Clearly, it had all been to no avail.

“My Lord” the messenger finally broke the silence that hung heavily in the room. “What should we do?”

Stephen Gardiner opened his eyes and looked sharply at the man. “Send men to her house in London. Search every vessel and inn and port in the country” the anger radiated from him in almost tangible waves. “Find her and bring her to me”

THE WAITING MAN

Richard Bertie paced the floor of the small room anxiously. The last news update he had received had chilled him to the bone. Gardiner had sent men to search their home in London and every inn and vessel in every port they could get to.

They were fugitives. Capture meant only one thing.

Death.

Where was she? Was she alright? The servant who had brought him word had told him that he believed the Duchess was staying under a false identity and moving from place to place in an effort to evade capture.

There was a sharp rap on the door and Richard’s head snapped up. “Who is it?” He asked in an almost trembling voice.

Had he been discovered?

“Richard?”

The sound of the small familiar voice made him weak with relief. He strode to the door and grabbed hold of his wife and daughter and pulled them in for a quick, hard hug.

“Thank God you’re safe,” he said.

“They are on my heels Richard” Catherine said her voice breaking with emotion “They nearly caught us but we managed to escape and make it here safely but I know they aren’t far behind”

Richard nodded quickly and pushed her gently out of the door and into the narrow hallway of the small inn. “We sail in the next half hour” he whispered as he hurried her down the passageway and towards the entrance.

They managed to board the vessel with their company of servants but the pursuit was far from over. Gardiner’s men assembled along the quay and began to search the waiting ships one by one.

“My Lady” one of the servants whispered “the Lord Chancellor’s men have boarded this vessel. They are asking for you and Master Bertie.”

Catherine then heard her name being called in a distant part of the ship.

“My Lady” the servant’s voice tensed “What shall we do?”

Catherine turned to Richard, her eyes wide with fear and exhaustion.
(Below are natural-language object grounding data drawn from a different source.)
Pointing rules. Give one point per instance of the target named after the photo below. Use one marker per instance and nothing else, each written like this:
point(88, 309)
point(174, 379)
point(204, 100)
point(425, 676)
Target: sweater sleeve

She had been running for days. “I will not recant,” she told him quietly, “Christ and his cross mean more to me than a thousand titles of nobility, wealth or privilege” her voice shook slightly as she continued “mean more to me than my life. I will not let Gardiner take what matters most.”

Richard’s mouth twitched in a small smile as he took in the earnest face of his exhausted wife. “Then we will stand together,” he said “and if need be, we will fall together – for Christ” Catherine nodded mutely, tears stinging her eyes as she thought of her children but her resolve was unshaken. “For Christ” she whispered back fiercely.

At this, the servant quietly left the room shutting the door behind him. A moment later Catherine and Richard heard the terse conversation between him and Gardiner’s men.

“Who boards in these quarters?” Gardiner’s men demanded. “A merchant and his wife” the servant replied quietly; the lady is tired, pregnant, has a small child, is in no state to be seen. A short edgy conversation followed and finally Gardiner’s men left. The fugitives were safe at last.

Catherine Willoughby and Richard Bertie escaped the terror of Mary Tudor’s reign and made it safely to the Netherlands where they lived in exile for many years.

Their story bears witness to the reality of Revelation 12:11; “And they overcame him by the blood of the lamb and by the word of their testimony; and they loved not their lives, even unto the death.”

For every story of harrowing loss faced by the Protestants during the Reformation, there are also stories like that of Catherine Willoughby. Stories of courage and faith and the tender watch-care of God towards those who chose to be faithful.